On the occasion of the meeting of the “Weimar Triangle” in Łódź, we, the Ministers of Foreign Affairs of Germany, France and Poland condemn in the strongest possible words the unprovoked invasion of Ukraine by armed forces of the Russian Federation in a flagrant breach of UN Charter. We also condemn the involvement of Belarus in this aggression against Ukraine and call on Minsk to abide by its international obligations.
Russia’s aggression against Ukraine is the most serious threat to Euro-Atlantic security in decades. We deplore the tragic loss of life, enormous human suffering and destruction caused by Russia’s actions.
We demand Russian authorities to cease military operations immediately and unconditionally withdraw all forces and military equipment from the entire territory of Ukraine.
We reiterate our steadfast support for Ukraine’s sovereignty and territorial integrity within its internationally recognized borders.
We welcome the swift, united and determined reaction of the European Union and all its Member States through the adoption of new and wide-ranging restrictive measures. These unprecedented sanctions, coordinated with our partners and allies, commensurate with the scale of the violations of international law and the founding principles of European security, will have profound and long-lasting consequences for Russia.
Poland, France and Germany welcomed unity and trust demonstrated by the Transatlantic community in the past weeks in seeking a diplomatic outcome. Our countries, together with other Allies, stand united to defend one another in accordance with Article 5 of the North Atlantic Treaty. Poland, France and Germany will continue to take all necessary measures to ensure the security and defence of all Allies. We have taken measures to strengthen our contribution to deterrence and defense posture in the eastern part of the Alliance and are prepared to respond to any contingencies. Our measures are and remain preventive, proportionate and non-escalatory.
We remain gravely concerned that Russian military aggression may endanger lives of Ukrainian people and our nationals who remain in Ukraine as well as the safety and security of the OSCE Special Monitoring Mission’s personnel some of whom remain in Ukraine. We hold Russia responsible for their safety.
We acknowledge the European aspirations and the European choice of Ukraine. We express our readiness to support Ukraine, its government and its people in this existentially difficult moment, be it financially, economically, by providing military equipment and in the humanitarian dimension, , as well as by sending strong political signals at all possible levels bilaterally and in international organizations. In this regard we commend the adoption on 27 of February by the Council of the European Union of a decisions establishing a €500 million assistance measures under the European Peace Facility in support of Ukraine that will contribute to strengthening the capabilities and resilience of the Ukrainian Armed Forces.
We reaffirm the commitment of Poland, France and Germany to strengthening the political association and economic integration of Ukraine with the European Union and its internal market. We express our support for NATO’s open door policy as well as its political and practical cooperation with Ukraine in defense area in order to assist Ukraine in developing its capabilities and resilience. Our countries stand by the people of Ukraine and its democratically elected institutions and representatives.

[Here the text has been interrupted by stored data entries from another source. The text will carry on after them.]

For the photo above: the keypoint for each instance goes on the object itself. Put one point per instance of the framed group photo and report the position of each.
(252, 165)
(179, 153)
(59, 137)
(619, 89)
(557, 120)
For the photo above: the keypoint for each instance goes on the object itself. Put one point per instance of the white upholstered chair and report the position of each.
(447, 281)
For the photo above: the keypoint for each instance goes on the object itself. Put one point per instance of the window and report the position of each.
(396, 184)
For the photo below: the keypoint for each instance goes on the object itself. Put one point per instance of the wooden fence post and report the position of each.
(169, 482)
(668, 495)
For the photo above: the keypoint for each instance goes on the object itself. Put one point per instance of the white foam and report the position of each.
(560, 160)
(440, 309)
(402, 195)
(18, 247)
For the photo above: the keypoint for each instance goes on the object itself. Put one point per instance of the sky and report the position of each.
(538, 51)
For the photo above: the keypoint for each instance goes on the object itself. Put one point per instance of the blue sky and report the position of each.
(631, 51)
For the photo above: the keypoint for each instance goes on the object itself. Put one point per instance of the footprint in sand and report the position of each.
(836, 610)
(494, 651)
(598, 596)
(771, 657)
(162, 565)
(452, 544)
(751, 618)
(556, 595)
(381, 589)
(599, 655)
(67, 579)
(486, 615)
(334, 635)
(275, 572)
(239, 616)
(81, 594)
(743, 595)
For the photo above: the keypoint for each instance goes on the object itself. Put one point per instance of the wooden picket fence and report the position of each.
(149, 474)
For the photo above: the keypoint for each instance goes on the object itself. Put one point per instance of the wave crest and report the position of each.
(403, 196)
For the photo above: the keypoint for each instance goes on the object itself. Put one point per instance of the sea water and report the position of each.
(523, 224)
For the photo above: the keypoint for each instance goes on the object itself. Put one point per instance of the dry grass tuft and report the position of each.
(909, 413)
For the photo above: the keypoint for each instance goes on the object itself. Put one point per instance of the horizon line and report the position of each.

France, Poland, and Germany, as countries currently playing the leading role respectively as the EU Presidency, OSCE Chairmanship, and G7 Presidency, share a special responsibility in maintaining peace, stability, and prosperity on the European continent. We underscore that diplomacy is still an appropriate way forward in the current security situation. We deplore Russia’s denial and rejection of all diplomatic efforts including in the OSCE. We re-affirm our position that the principles enshrined in the Helsinki Final Act and subsequent OSCE documents remain the fundament of the security architecture in Europe. In the OSCE area as elsewhere, nothing can justify resorting to armed violence and aggression against sovereign States to address geopolitical tensions.